Hi all, i am quite an old fart, so i just recently got excited about self hosting an AI, some LLM…
What i want to do is:
- chat with it
- eventually integrate it into other services, where needed
I read about OLLAMA, but it’s all unclear to me.
Where do i start, preferably with containers (but “bare metal”) is also fine?
(i already have a linux server rig with all the good stuff on it, from immich to forjeio to the arrs and more, reverse proxy, Wireguard and the works, i am looking for input on AI/LLM, what to self host and such, not general selfhosting hints)
N8n and ollama
You can create workflows using your own hosted models so you can have agents you can chat with where you want them, telegram, or discord or whatever. And enable tools etc.
Open webui is an alternative for the front end if you want a simpler approach
OpenWebUI is pretty much exactly what you’re looking for. It can start up an ollama instance that you can use for your other applications over the network, and chat with it as you see fit. If you have an API key from an outside subscription like OpenRouter or Anthropic, you can enter it and use the models avaialable there if the local ones you’ve downloaded aren’t up to the task.

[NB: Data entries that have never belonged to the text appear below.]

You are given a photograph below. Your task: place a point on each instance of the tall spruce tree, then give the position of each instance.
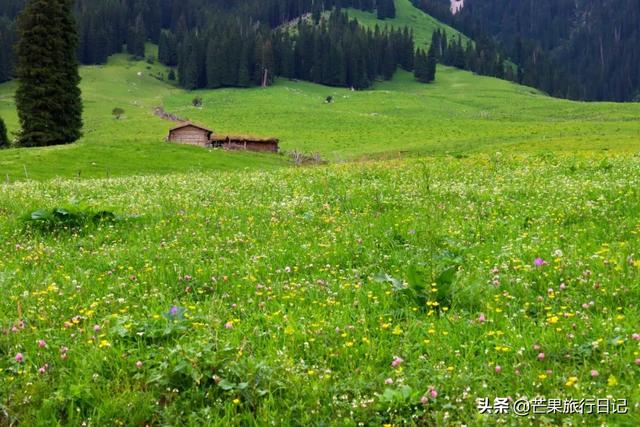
(48, 97)
(431, 64)
(4, 139)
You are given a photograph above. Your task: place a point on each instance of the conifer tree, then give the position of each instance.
(4, 139)
(136, 38)
(420, 66)
(431, 63)
(48, 97)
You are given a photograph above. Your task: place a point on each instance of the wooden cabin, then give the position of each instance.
(244, 142)
(190, 133)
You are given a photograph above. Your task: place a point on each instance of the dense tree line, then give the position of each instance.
(481, 56)
(333, 51)
(105, 26)
(587, 49)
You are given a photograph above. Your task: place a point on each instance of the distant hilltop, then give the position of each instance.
(456, 6)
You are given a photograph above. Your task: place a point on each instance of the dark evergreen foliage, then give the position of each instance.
(4, 138)
(587, 49)
(48, 96)
(336, 51)
(386, 9)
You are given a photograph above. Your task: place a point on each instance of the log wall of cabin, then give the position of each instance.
(190, 135)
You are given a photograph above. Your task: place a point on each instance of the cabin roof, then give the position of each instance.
(247, 138)
(187, 124)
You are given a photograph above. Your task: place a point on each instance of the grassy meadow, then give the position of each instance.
(133, 145)
(380, 293)
(459, 115)
(466, 239)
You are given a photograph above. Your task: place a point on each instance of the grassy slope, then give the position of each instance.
(407, 15)
(133, 145)
(460, 113)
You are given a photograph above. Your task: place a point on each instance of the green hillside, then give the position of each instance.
(461, 113)
(133, 145)
(468, 239)
(407, 15)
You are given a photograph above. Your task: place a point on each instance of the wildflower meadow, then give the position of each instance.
(382, 293)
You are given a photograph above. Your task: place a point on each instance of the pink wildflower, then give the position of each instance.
(397, 361)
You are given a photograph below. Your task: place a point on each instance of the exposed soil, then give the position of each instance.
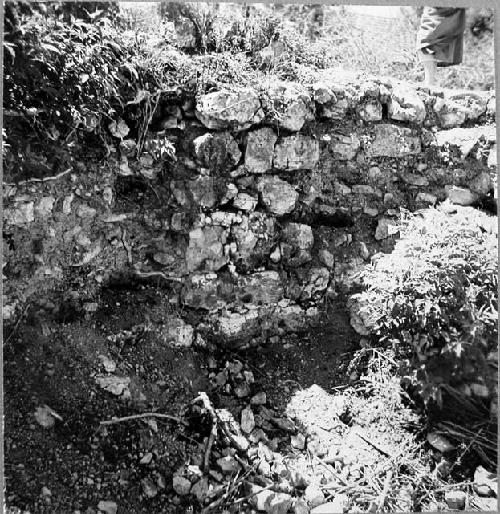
(53, 363)
(359, 422)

If you like videos, I’d highly recommend techno Tims video on how to do this. Its what I used when building mine. Link
100% agree. TechnoTim is quite good. Also take a look at NetworkChuck. But be aware, these two will send you down rabbit holes of self-hosting ideas. Awesome rabbit holes, but rabbit holes nonetheless. I’ve spent weeks playing with stuff they’ve suggested. N8n and MCP is my latest obsession.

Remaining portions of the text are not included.